There is no doubt that the last Chairperson of the CBFC was a dancer of repute and a person with modern sensibilities, in spite of the fact that she was inducted into this position by the UPA government which was not particularly known for its hands off approach to manipulating institutions. However, this Chairperson managed to get some members of the Board to be journalists, academics from film studies as well as well known film critics. Even if all these members did not attend all previews simultaneously, the fact that some members who knew what they were looking for in a film made it possible for us to get to see some films which would otherwise not have seen the light of day. A film like ‘Haider’, for instance, which shows the Indian Army in a far more negative light than has hitherto been seen on the Indian screen, would not have been possible unless members who previewed it, were secure that a bit of damage to the Indian Army would not demoralize it for ever! After all, in spite of the criticism that the film has faced from Kashmiris affected by the violence, it is no mean feat to show that the Indian Army was involved in torture, in disappearances of prisoners, in blowing up homes and people as well as in fermenting conflict amongst Kashmiris.
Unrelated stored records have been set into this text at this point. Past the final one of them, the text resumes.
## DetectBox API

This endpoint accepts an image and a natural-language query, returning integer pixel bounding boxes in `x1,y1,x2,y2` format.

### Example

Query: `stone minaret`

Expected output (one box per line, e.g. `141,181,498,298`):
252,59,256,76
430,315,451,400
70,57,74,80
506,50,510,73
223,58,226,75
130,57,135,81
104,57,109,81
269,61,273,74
Similarly, films like ‘OMG’ and ‘PK’ required the CBFC to step back and not be bothered by a bit of criticism of some religious practices. The fact that all three films have been screened successfully without any real trouble is indicative of the fact that it is not films or their content which create trouble, but vested interests which do.
Sadly, with the constitution of the new Board of the CBFC, there is a legitimate fear that there will be tighter control on what we get to view. The new chief of the CBFC is known for his proximity to the current prime minister, and even as far back as in 2004-05 was a cheerleader for Narendra Modi. According to filmmaker Rakesh Sharma, at a screening of his film “The Final Solution”, about the 2002 riots in Gujarat, the newly appointed chief of the Censor Board, Pahlaj Nihalani, got up in the middle of the film and started shouting slogans against the film. Nihalani is also the maker of a music video for Modi’s 2014 election campaign. It’s not just the Chairperson but the entire Board of the CBFC which is now packed with sympathisers of the RSS. While there is nothing that says that a sympathiser of the RSS ought not to find a place on the CBFC, the fact that the RSS believes completely in thought control does not auger well for where the near term future of censorship in India is headed. We can be sure that anything critical of the government’s policies will not be allowed, on one pretext or the other, and an obscurantist viewpoint is deeply embedded now in a body which itself is backward looking. The action will now shift to the courts where the right to free speech is going to be pitted against the thought control police.
Of one thing we can now be sure – that we are in for exciting times.